Ich bin auch beim RockHarz dabei. Das LineUp ist einfach super dieses Jahr: Dream Theater, Gentle Storm, die Apokalyptischen Reiter,...
Besonders geil finde ich, dass Dream Theater auf so einem kleinen Festival spielen. 
Wacken habe ich leider dieses Jahr kein Ticket mehr bekommen.
Sonst noch Südwinsen Festival. Mal sehen, wie das mit Immatrikulation, Wohnungssuche etc. alles hinhaut.


----------



## Drayygo (30. Juni 2015)

Bei mir steht jetzt erstmal das Hörnerfest an


----------



## Memphys (30. Juni 2015)

Bei mir dieses Jahr als erstes Festival das WOA, hab zwar schon gehört, dass es eigentlich nicht mehr wirklich empfehlenswert ist, aber wird bestimmt trotzdem geil. Mein persönlicher Favorit vom LineUp wär ja dieses Jahr das Hellfest gewesen, aber ich wollte dann doch nicht fürs erste Festival nach Frankreich, wo ich nicht nur die üblichen Probleme sondern auch noch ne Sprachbarriere hab...


----------



## doomdude (30. Juni 2015)

Dieses Jahr zum 4. mal Summer Breeze und zum ersten mal WithFullForce. Eigentlich wollte ich auch das erste mal auf Wacken, aber da das LineUp mir absolut nicht passt hab ich die Karte mit 30€ Gewinn wieder verkauft 
Nova Rock in AT wäre dieses Jahr auf wieder extrem gut gewesen, aber leider keine Zeit gehabt.


----------



## Tech (30. Juni 2015)

Mit 30€ Aufpreis warst du aber sehr human.
Auf´s Summer Breeze will ich auch mal. Bei der langen Strecke müsste das Billing aber extrem toll sein damit sich das lohnt. Vielleicht triffst du dort den Raff...


----------



## doomdude (30. Juni 2015)

Tech schrieb:


> Mit 30€ Aufpreis warst du aber sehr human.
> Auf´s Summer Breeze will ich auch mal. Bei der langen Strecke müsste das Billing aber extrem toll sein damit sich das lohnt.
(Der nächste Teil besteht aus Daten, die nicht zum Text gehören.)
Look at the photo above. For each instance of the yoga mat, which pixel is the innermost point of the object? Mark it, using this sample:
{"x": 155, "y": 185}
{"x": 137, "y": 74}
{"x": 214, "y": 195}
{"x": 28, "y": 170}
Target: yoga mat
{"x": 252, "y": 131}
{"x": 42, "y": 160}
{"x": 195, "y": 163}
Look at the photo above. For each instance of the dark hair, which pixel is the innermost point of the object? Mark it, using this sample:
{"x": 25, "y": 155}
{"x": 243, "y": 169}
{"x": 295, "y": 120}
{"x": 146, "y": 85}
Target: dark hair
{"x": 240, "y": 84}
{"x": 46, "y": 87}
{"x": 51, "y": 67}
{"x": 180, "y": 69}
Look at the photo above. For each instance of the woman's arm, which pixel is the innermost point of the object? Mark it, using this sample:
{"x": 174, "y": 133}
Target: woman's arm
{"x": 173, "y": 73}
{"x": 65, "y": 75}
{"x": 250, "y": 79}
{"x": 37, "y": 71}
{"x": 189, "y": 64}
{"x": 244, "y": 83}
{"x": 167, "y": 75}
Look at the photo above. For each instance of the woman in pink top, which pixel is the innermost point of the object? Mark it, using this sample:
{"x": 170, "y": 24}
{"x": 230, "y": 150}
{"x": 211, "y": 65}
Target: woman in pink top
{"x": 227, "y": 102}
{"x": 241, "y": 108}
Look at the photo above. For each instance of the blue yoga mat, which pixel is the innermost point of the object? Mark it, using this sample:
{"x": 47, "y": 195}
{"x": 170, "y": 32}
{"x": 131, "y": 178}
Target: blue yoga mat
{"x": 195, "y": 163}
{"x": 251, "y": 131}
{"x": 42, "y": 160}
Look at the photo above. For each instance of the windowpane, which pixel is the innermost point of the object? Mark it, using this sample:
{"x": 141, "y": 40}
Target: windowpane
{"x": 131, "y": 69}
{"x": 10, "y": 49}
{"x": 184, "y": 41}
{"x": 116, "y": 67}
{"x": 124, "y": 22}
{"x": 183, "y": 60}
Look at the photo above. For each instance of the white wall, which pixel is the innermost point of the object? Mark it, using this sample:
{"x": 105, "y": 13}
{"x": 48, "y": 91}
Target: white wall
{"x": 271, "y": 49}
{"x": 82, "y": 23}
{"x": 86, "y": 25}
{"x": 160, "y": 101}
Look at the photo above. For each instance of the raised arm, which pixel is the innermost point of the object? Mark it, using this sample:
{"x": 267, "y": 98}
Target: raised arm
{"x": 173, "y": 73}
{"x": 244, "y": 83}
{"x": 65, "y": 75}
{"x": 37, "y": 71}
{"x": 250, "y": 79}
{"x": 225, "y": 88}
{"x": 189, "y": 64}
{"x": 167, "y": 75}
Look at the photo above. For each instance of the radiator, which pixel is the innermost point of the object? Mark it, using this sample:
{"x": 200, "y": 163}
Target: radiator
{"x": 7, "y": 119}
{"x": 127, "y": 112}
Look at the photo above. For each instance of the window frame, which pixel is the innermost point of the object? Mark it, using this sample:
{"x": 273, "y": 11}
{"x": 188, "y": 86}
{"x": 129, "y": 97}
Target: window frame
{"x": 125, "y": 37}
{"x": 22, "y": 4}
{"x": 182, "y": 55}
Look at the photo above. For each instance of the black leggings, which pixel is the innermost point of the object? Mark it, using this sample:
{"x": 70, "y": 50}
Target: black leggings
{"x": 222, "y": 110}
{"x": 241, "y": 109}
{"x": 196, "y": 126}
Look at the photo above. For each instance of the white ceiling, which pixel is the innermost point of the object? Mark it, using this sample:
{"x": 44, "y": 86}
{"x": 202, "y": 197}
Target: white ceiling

Vielleicht triffst du dort den Raff...



Hab sie im Näheren Umfeld verkloppt, also wars ok^^

Ja ich halt auf jeden Fall Ausschau nach ihm


----------



## Jimini (1. Juli 2015)

Tech schrieb:


> Das Party-San ist ein schönes Festival. Wird aber mittlerweile, für meinen Geschmack, grenzwertig groß.


Soweit ich weiß, ist das San ein bisschen kleiner als das RockHarz, was für mich persönlich noch eine ziemlich gute Größe ist. Vor allem aber sind für mich Krisiun, Behemoth, Bloodbath und Cannibal Corpse vier gute Gründe, hinzufahren 


jamie schrieb:


> Ich bin auch beim RockHarz dabei. Das LineUp ist einfach super dieses Jahr: Dream Theater, Gentle Storm, die Apokalyptischen Reiter,...
> Besonders geil finde ich, dass Dream Theater auf so einem kleinen Festival spielen.


Das Lineup vom RockHarz kann sich ohnehin meistens sehen lassen. Letztes Jahr habe ich da endlich mal wieder Sodom live gesehen, die wirklich irre geil waren. Dieses Jahr werde ich mir definitiv Soulfly, Fear Factory (hoffentlich mit besseren Vocals als beim Metalfest 2012...), Black Dahlia Murder, Behemoth und Kataklysm geben.


Memphys schrieb:


> Bei mir dieses Jahr als erstes Festival das WOA, hab zwar schon gehört, dass es eigentlich nicht mehr wirklich empfehlenswert ist, aber wird bestimmt trotzdem geil. Mein persönlicher Favorit vom LineUp wär ja dieses Jahr das Hellfest gewesen, aber ich wollte dann doch nicht fürs erste Festival nach Frankreich, wo ich nicht nur die üblichen Probleme sondern auch noch ne Sprachbarriere hab...


Das Hellfest hat meistens ein ziemlich abgefahrenes Lineup, stimmt. Wacken ist schon ein Erlebnis, wobei es mir schon 2003 zu groß (und mit über 40 Grad deutlich zu heiß) war. Aber das internationale Publikum ist schon geil, es rockt einfach, sich mit Leuten aus allen möglichen Ländern zu unterhalten und zu betrinken  

Nachtrag: habe gerade gesehen, dass das WFF dieses Jahr mit 1349 und Belphegor aufwartet. Damn.

MfG Jimini


----------



## Tech (1. Juli 2015)

Echt , so heiß hatte ich das WOA 2003 gar nicht in Erinnerung.


----------



## Jimini (2. Juli 2015)

Tech schrieb:


> Echt , so heiß hatte ich das WOA 2003 gar nicht in Erinnerung.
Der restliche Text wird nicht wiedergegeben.